Die Juden und Israel werden von Trump inzwischen instrumentalisiert. Indem er die demokratische Partei dank ihres „Squads“, den vier jungen neuen Kongressabgeordneten, die kritisch gegenüber Israel sind und die tatsächlich zum Teil auch antisemitischen Mist von sich geben, als antisemitische und antizionistische Partei darzustellen versucht. Ilhan Omar, Rashida Tlaib und die anderen seien das „wahre Gesicht“ der Demokraten. Das versucht Trump den Amerikanern einzureden. Und das alles geschieht auf dem Rücken der US-Juden. Das aber kann nicht gut gehen.

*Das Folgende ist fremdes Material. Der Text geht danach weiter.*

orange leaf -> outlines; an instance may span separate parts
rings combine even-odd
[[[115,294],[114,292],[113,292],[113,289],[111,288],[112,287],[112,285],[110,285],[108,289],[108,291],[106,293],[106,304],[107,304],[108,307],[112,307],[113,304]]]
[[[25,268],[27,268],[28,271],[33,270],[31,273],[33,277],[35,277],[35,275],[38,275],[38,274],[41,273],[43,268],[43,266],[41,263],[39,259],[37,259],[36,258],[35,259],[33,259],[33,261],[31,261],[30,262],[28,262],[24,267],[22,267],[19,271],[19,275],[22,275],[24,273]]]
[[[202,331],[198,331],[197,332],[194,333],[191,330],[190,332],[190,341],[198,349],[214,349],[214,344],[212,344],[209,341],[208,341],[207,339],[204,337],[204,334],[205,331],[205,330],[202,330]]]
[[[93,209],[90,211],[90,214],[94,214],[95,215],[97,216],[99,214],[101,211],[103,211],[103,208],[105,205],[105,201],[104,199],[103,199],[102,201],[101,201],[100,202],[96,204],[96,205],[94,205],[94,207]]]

Stürmische Zeiten. Und Juden in den USA verstehen immer mehr, wie sich Juden in Europa fühlen: unsicher in Zeiten wachsenden Antisemitismus‘, dem die meisten Regierungen nur wohlfeile Reden entgegenhalten. Und sonst nicht viel mehr.  In den USA ist man schon einen Schritt weiter: Da spuckt der Regierungschef antisemitische Töne. Und das ausgerechnet in der „Goldenen Medine“, im „goldenen Land“, wie Juden die USA stets bezeichneten.

 

3 Gedanken zu „Loyalität

  1. Interessante Analyse.
    Aber selbst Herr Schneider instrumentalisiert „Die Juden“ um seine Trump Kritik zu verdeutlichen.
    Interessant wäre es, wenn er stattdessen – gerne auch ohne „Die Juden“ zu zitieren – die Demokraten Amerikas ebenfalls derart kritisch durchleuchten würde in punkto Juden und vor allem, was die so treiben, wenn es um Israel geht…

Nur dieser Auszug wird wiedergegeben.